Mapping climate change and food insecurity

Food Security26 Jul 2011Evert-jan Quak

A very interesting recent study by the Research Program on Climate Change, Agriculture and Food Security (CCAFS) looks in detail at which tropical areas of the world will be threatened most by climate change, pinpointing geographical hotspots that are the most vulnerable to climate change and food insecurity.

The study named ‘Mapping Hotspots of Climate Change and Food Insecurity in the Global Tropics‘ identifies several vulnerable areas where, in fewer than 40 years, the prospect of shorter, hotter or drier growing seasons could imperil hundreds of millions of already impoverished people.

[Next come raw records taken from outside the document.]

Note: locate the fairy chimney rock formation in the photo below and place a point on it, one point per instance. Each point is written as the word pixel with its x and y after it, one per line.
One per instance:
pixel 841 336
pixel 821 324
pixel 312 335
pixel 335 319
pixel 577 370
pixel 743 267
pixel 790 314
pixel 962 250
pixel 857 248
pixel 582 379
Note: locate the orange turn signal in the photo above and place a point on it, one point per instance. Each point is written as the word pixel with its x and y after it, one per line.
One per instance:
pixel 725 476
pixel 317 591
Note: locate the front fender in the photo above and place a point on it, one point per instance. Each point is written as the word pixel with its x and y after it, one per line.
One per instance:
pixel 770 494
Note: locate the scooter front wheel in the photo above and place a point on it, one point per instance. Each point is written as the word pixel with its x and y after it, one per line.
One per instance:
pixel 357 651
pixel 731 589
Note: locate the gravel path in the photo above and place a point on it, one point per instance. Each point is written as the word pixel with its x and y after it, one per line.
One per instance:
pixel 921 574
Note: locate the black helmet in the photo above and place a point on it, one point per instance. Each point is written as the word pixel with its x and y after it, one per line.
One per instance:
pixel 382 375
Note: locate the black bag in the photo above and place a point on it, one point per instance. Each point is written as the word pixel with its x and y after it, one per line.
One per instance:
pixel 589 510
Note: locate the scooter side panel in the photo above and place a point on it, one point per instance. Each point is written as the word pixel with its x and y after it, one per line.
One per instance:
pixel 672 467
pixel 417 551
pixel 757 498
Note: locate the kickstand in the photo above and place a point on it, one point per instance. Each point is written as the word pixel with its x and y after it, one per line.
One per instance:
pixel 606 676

A series of detailed maps is the result of examining climate models and indicators of food and development problems. Some of the most striking conclusions are:

‘Southern Africa has the largest area (across Namibia, Angola, Zambia, Botswana, Mozambique and South Africa) with multiple threats, followed by northeastern Brazil, Mexico, Guyana, Nicaragua, and small areas in Tanzania, Ethiopia, the DRC, Uganda, India, and Pakistan, as well as the Middle East.’

‘Length of growing period declines by 5% or more across a broad area of the global tropics, including heavily cropped areas of Mexico, Brazil, Southern and West Africa, the Indo-Gangetic Plains, and Southeast Asia.’

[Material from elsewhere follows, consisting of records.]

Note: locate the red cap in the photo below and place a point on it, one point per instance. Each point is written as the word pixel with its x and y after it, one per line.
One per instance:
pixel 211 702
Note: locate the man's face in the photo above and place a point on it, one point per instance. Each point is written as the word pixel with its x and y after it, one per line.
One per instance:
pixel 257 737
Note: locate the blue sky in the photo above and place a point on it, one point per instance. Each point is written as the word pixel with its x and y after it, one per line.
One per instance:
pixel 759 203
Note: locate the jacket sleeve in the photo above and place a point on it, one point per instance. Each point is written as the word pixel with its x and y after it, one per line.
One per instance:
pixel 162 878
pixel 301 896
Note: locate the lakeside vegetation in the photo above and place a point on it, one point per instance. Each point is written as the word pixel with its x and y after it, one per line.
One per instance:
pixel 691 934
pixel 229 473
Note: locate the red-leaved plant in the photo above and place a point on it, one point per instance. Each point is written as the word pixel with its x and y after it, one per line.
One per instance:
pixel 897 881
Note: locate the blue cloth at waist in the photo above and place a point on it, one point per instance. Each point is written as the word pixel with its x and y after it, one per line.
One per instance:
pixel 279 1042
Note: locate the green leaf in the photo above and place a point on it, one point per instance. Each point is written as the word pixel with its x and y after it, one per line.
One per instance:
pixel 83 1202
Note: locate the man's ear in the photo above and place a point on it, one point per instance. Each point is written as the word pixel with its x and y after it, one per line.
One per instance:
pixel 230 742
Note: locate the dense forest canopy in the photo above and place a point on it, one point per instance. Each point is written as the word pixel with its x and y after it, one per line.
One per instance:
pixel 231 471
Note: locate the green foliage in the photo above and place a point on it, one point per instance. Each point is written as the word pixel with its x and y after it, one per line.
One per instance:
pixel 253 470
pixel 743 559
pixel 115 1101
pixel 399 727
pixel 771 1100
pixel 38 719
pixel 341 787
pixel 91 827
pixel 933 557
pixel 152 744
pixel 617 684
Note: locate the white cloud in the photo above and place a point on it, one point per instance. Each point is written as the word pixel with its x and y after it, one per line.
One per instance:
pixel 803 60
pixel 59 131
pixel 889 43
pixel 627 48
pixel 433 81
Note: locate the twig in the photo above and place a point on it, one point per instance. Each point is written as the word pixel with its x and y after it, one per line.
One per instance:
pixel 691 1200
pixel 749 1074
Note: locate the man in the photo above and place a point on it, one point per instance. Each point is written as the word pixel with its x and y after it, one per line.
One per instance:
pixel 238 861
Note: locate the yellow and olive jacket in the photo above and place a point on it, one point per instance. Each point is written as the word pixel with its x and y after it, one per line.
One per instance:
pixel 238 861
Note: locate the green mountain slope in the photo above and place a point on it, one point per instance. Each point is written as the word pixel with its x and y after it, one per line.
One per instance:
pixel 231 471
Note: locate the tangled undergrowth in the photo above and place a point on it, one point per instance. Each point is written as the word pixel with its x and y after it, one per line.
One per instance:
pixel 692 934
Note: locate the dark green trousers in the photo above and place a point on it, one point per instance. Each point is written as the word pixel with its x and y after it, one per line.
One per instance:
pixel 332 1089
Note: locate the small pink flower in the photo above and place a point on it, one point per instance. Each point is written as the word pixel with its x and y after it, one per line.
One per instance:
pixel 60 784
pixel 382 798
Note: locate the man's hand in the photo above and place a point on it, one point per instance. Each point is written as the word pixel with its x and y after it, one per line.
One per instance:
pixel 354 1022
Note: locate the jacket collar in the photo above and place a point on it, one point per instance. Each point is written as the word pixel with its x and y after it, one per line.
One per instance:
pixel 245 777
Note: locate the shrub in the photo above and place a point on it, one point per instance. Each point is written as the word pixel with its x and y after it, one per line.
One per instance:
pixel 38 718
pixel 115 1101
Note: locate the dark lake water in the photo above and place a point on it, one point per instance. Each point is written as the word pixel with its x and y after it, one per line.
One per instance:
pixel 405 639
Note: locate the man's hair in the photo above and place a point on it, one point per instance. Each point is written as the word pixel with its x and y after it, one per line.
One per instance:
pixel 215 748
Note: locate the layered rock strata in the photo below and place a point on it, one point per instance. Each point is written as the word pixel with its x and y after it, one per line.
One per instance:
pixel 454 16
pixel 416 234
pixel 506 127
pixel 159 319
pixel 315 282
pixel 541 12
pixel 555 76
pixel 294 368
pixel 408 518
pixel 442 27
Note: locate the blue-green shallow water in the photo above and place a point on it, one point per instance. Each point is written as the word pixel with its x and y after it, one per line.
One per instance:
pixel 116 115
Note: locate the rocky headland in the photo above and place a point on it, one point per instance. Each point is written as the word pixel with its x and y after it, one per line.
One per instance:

‘Length of growing period flips to less than 120 days in a number of locations across the tropics, notably in Mexico, northeast Brazil, Southern and West Africa and India. This is a critical threshold for certain crops and rangeland vegetation; hence these are important target areas for high exposure to climate change.’

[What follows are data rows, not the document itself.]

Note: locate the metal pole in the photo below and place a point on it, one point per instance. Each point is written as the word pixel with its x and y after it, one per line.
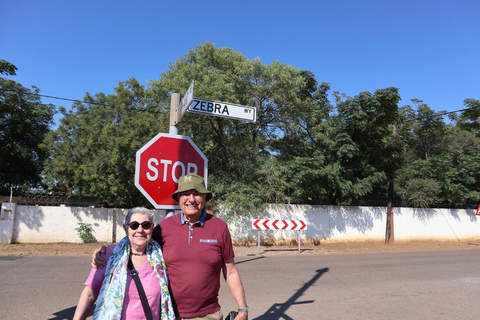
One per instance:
pixel 258 241
pixel 299 241
pixel 174 103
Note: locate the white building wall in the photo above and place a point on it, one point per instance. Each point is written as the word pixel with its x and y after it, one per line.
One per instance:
pixel 41 224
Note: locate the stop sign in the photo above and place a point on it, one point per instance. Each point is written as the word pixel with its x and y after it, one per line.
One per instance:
pixel 161 162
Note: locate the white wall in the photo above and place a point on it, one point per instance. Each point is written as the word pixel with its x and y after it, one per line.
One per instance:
pixel 43 224
pixel 339 224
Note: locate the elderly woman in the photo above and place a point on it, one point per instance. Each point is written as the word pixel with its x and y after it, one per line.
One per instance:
pixel 118 296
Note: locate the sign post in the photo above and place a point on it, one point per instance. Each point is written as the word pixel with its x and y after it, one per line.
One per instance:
pixel 161 162
pixel 278 224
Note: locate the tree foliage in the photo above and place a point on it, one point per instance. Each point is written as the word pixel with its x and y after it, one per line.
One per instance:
pixel 24 123
pixel 303 149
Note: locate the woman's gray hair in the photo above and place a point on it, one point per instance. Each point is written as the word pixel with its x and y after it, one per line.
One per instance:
pixel 145 211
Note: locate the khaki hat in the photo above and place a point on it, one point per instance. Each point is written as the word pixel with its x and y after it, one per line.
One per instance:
pixel 191 181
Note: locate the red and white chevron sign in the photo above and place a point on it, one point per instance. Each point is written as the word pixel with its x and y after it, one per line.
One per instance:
pixel 273 224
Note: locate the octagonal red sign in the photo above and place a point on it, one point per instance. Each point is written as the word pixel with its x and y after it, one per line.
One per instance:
pixel 161 162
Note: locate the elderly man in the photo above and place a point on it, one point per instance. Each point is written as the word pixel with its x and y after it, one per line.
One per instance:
pixel 196 247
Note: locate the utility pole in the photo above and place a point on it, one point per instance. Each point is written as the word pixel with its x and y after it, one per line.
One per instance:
pixel 174 103
pixel 389 230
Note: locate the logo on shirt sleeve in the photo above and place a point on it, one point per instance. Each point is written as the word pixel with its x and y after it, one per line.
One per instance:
pixel 209 240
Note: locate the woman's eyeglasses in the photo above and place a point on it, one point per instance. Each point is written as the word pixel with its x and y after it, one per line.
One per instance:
pixel 145 225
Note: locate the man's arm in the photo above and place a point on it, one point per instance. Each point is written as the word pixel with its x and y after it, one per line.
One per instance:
pixel 232 277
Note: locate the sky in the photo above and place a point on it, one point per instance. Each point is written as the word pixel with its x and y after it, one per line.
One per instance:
pixel 429 49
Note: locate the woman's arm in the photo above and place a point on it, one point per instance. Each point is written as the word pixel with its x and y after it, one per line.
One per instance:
pixel 85 303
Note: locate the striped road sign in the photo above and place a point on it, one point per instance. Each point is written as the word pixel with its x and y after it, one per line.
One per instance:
pixel 276 224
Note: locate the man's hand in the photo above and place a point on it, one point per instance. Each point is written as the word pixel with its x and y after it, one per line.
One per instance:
pixel 242 316
pixel 97 260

‘Reliable crop growing days decrease to critical levels, below which cropping might become too risky to pursue as a major livelihood strategy in a larger number of places across the global tropics, including West Africa, East Africa, and the Indo-Gangetic Plains. Much of the tropics already experiences highly variable rainfall, above the median of 21% for cropped areas. Thus any increases in this variability will make agriculture more precarious.’

‘Africa and south Asia are clearly much more chronically food insecure regions than Latin America or China.’

The study illustrates how important it is to coordinate knowledge about climate change, development and food security. The maps provide the opportunity to stimulate more in-depth research in threatened areas and show how important it is to bring together development and climate change communities; not only in science but also in policy-making and between specialised non-governmental organisations.